Friday, May 31, 2013

Accumulated Wealth Is Different from Produced Wealth

Our society was great when it lived by this truth: One who uses his or her hands to build a useful product or provide a useful service is producing wealth.

If I buy low and sell high, I am not producing wealth. I am accumulating cash, which is not wealth, but merely a symbol of wealth.

True wealth is useful. If I have a phone that provides me the ability to communicate over great distances, I possess wealth. With it, I can talk with my brother in Southern California.

A one dollar bill will not help me communicate with my brother. If I accumulate enough dollar bills, I can purchase a phone and communicate with him. A million dollars will not perform the technological miracles necessary to do so. I can hold a million dollar bill (if such a thing exists) all day to my ear, and I will not be connected with my brother.
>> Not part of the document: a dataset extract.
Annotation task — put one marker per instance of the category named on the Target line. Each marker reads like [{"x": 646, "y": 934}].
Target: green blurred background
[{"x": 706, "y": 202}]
A Swiss bank account is just as useless.

I must surrender a number of dollars in order to obtain a phone. Then I can talk with my brother.

The phone is an object of real wealth. The money necessary to obtain it is merely symbolic of wealth.
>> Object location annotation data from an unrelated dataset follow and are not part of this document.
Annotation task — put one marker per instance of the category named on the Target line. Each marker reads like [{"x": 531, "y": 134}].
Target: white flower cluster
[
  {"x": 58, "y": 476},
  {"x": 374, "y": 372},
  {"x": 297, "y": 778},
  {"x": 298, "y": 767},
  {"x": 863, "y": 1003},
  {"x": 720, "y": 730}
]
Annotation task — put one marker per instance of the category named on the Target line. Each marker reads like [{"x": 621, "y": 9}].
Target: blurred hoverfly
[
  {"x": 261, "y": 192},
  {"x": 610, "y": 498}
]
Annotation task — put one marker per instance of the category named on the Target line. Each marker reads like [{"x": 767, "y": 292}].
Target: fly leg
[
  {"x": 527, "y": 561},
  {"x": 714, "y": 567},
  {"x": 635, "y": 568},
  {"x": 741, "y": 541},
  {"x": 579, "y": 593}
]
To clarify, if I am able to use my hands to produce something useful, I am indeed a wealthy man. I can assemble and use that item, or I can sell it, or I can direct my skills and work for someone who produces items of many sorts, and in that way, accumulate dollars and buy a phone. I am truly wealthy, because I can produce wealth and surrender symbols of my own work, to obtain objects of wealth.

If, on the other hand, I am not truly wealthy, but merely "cash rich," I can purchase a hundred shares of stock today at ten dollars and sell them tomorrow for fifteen dollars, accumulating enough dollar bills to buy a dandy phone. But I don't have to do anything, other than say, "Buy!" and "Sell!"

One who does so is not producing wealth, but draining it.

If I make my living by draining wealth through a financial institution designed for such purposes, I am not a wealthy man. I do nothing to add to my community. I contribute some of my cash to my favorite charities, but they are not getting new wealth. They are merely receiving something I've drained from some other part of the establishment. I am only redistributing wealth (and I am one of the world's greatest hypocrites when I complain about governments that do the same). I may not even have wealth-producing skills. I might not be able to do anything useful; in fact, I might think it beneath my dignity to "serve" others by providing them a useful thing or service. But I don't need to produce wealth, because I possess knowledge and have access to opportunities to legally drain dollars, the symbols of wealth, from the system.

We grant respect to those who know how to drain wealth. Some who do incredible amounts of work and get paid very little are the greatest heroes of our so-called "free" enterprise system. But they are often derided. Others, who do nothing for themselves, but hire people to hire other people to keep an eye on those who buy and sell for them, and hire still others to keep an eye on those who keep an eye on them, in order to make sure they all continue to drain wealth from the system, are the worst villains. Their brand of wealth distribution causes many injustices and many inequities.

When the "free" market runs wild, it produces little and destroys much. Both political parties know and understand all these facts. Neither one is standing up to the realities. Until we tame this wild thing, it will continue to erode this once great society.